英国里親ケアにおけるリジリアンス Ⅲ
-教育保障とARCH Projectを中心に-
華頂短期大学 山川 宏和 (会員番号6407)
キーワード: 《リジリアンス》 《教育保障》 《ARCH Project》
2008年に児童福祉法が改正され、我が国の里親制度に新たな方向が示された。短期里親という区分がなくなり、養育
里親と養子縁組を前提とした里親が区別された。また、養育里親の認定に一定の研修修了が条件となったほか、里親ファ
ミリーホームを第2種社会福祉事業の「小規模住居型児童養育事業」として制度化した。また、都道府県が里親に対する
相談・援助等の支援を業務として行うことを明確化するとともに、その業務を一定の要件を満たす団体に委託できるよう
になった。
子ども・子育て応援プラン(2004)が、平成15年度に8.1%だった里親委託率を平成21年度末までに15%にすること
を目標にして以来の、里親委託拡充は、我が国の児童養護施設委託偏重という状況を解消し、子どもの権利条約の遵守に
も繋がり、望ましいが、その過程で生ずる諸問題にも対処しなければならない。たとえば、年長児童の増加、困難児童の
増加、里親委託回数の増加、実親との接触などである。里親に対する相談・援助等は、NPOや里親会などの民間団体に委託
して行なわれることが想定されるが、その充実は、里親の開発・雇用・継続に大きな役割を果たすことになろう。

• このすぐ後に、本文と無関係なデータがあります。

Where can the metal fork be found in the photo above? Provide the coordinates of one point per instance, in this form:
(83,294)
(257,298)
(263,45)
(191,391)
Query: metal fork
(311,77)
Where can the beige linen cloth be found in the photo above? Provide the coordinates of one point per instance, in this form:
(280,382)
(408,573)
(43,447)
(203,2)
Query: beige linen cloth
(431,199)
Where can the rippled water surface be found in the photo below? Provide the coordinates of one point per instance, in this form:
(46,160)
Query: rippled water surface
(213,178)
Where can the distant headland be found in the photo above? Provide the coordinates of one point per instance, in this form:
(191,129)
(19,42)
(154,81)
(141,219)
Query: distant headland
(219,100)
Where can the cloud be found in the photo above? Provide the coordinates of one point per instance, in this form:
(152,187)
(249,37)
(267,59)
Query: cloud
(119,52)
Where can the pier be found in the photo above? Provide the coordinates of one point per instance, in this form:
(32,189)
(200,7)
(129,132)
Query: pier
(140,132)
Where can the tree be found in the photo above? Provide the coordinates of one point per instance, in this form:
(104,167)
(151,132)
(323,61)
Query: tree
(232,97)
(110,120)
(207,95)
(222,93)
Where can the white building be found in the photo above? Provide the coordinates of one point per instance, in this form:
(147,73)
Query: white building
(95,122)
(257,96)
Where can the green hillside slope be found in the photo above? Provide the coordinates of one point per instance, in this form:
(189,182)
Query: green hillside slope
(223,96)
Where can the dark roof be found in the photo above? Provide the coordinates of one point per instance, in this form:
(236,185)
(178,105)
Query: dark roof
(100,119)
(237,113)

戦後一貫して、養護児童の里親委託を積極的に進めてきた英国の里親ケアでは、近年、里子の成育後の不遇な環境や、
里子の教育達成レベルの低迷が、大きな問題となっている。
そこで、英国の里親ケアにおける鍵概念の1つであるリジリアンス(resilience)を本年も取り上げて、リジリアン
スが里親ケアに果たす役割について考察する。それは、(1)不遇な環境で成育した里子が適応力であるリジリアンスを
獲得することで、不遇な環境のサイクルから脱することができ、また、(2)そのリジリアンスの涵養のためには里子へ
の教育が不可欠であるため、英国政府が目指す養護児童の教育改革・改善、生活改革・改善の内実を明らかにすることが
出来ると考えるためである。
研究の視点としては、教育技術省が発表した白書『Care Matters』と緑書『Every Child Matters』(ECM)、および
民間児童福祉団体Barnado'sが行っている"ARCH Project"に着目した。『Care Matters』は、養護児童の生活に一大転換
をもたらす重要な政策文書であるが、リービングケアや安定した里親委託などと並んで、教育保障を大きな柱としており
、英国政府が社会的共同親(Corporate Parent)として養護児童に果たす役割を具体的に示している。9億9000万ポンド
に上る教育財政支援と、養護児童1人につき年間500ポンドがソーシャルワーカーを通して個別の教育支援に用いられるこ
とが明記されている。
また、ECMの実施計画は、2003年から2008年までの5年間に、養護児童の教育レベルをGCSE(義務教育修了試験)を中
心に向上させることを目的にしており、達成度を検討することで、養護児童の教育保障が如何に行なわれたかを明らかに
することが出来る。
さらに、英国の民間児童福祉団体Barnado'sが進めているARCH(=Achieving Resilience,Change and Hope)
Projectは、養護児童のみならず、心理・行動上の問題を抱える児童にResilienceの涵養を通して生活状況を改善してい
こうとする取り組みであり、教育を含めたresilienceによる不遇な環境改善の好例である。以上の視点を基にした記述的
な分析を行なうこととする。
公刊されている資料を主として使用するが、個人的に知りえた場合は仮名とするなどの倫理的配慮を行う。
4.研 究 結 果ARCH Projectの実践により、リジリアンスの涵養のためには、右図のような6つの領域における里親、里子とソーシャ
ルワーカーによる連携した取り組みが必要であり、里子にとって、教育的レベルの向上が、自尊感情や関心のあるものへの
積極的な参加を促す重要な要素であることが明らかになった。
また、10科目まで受験できるGCSEについても、すべての児童のうち95%が1つ以上合格しているが、養護児童経験者
は43%にとどまり、大学進学率も全児童の37%に比べてわずか1%にとどまるなど、依然、深刻な状況にあることが明ら
かになった。また、10-11年生(14-16歳)の時点で、1回の委託のみ経験児童は、57%が1つ以上のGCSEを取得したのに
対して、5回以上の委託変更を経験した児童は、25%の児童しか1つ以上のGCSEを取得できないなど、委託変更が教育レベ
ルの達成に大きく関わっていることが明らかになった。一方で、10科目中、5科目でA-Cの高評価を得られた児童は、2006
年時点で5%程度であったものが、14%にまで向上するなど、徐々に格差が縮小しつつある。